American values, such as they are, are no longer commonly shared. We no longer agree about what’s good and evil, and virtually all quarters of America are despondent over the fact that this disagreement exists. Half the country seems to hold to traditional definitions of the sacred, and the other half searches for a new definition on which no two members seem to agree. The American Soul is divided, with one half clinging to past - old world - models, and one half searching uncomfortably since 1968 for a new model which no American has definitively found. One side prizes unity, the other, individual expression. In a conflict between the two sides, do the individuals have a 1% chance of winning?

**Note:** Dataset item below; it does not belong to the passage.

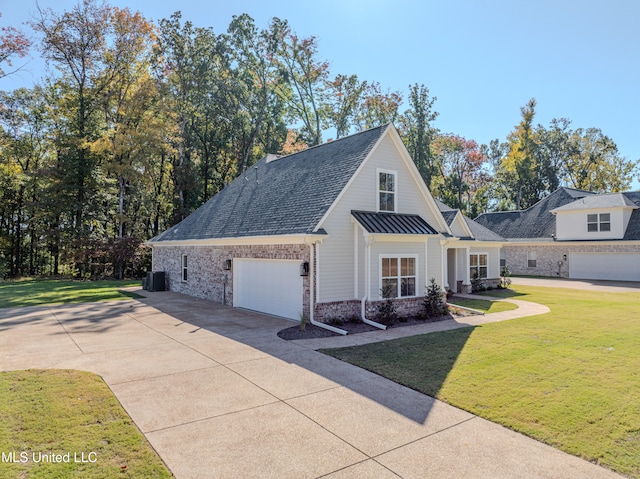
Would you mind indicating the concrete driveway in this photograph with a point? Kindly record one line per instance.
(218, 394)
(583, 284)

And because no American has established a commonly accepted new model, the half of America which sees the need for one is adrift. Its members are discontent without realizing the basis of their dissatisfaction. Their native intelligence is enough to show them that something has become deeply rotten in the American Soul, but they don’t have the tools to understand why. More than ever before, America is a nation of individuals. No two people critical of America share the same values, and because they lack the same values, they can’t pool their critical thinking together to effectively criticize the country - incompetent in defining the country’s problems, and ineffectual in creating change.

America needs new definitions. New definitions of good and evil, new definitions of the sacred and the sublime which demonstrate the struggle between the two ethical poles, and new arguments for why it’s important to choose between them. The old values of what is good and what is evil, tied up with old notions of God and retribution, clearly don’t have much hold on Americans anymore. Such notions predate America by thousands of years, and even if they were invented in America, they are un-American in every sense. If we don’t provide a new set of values, if good and evil simply no longer exist, what then is worth fighting for?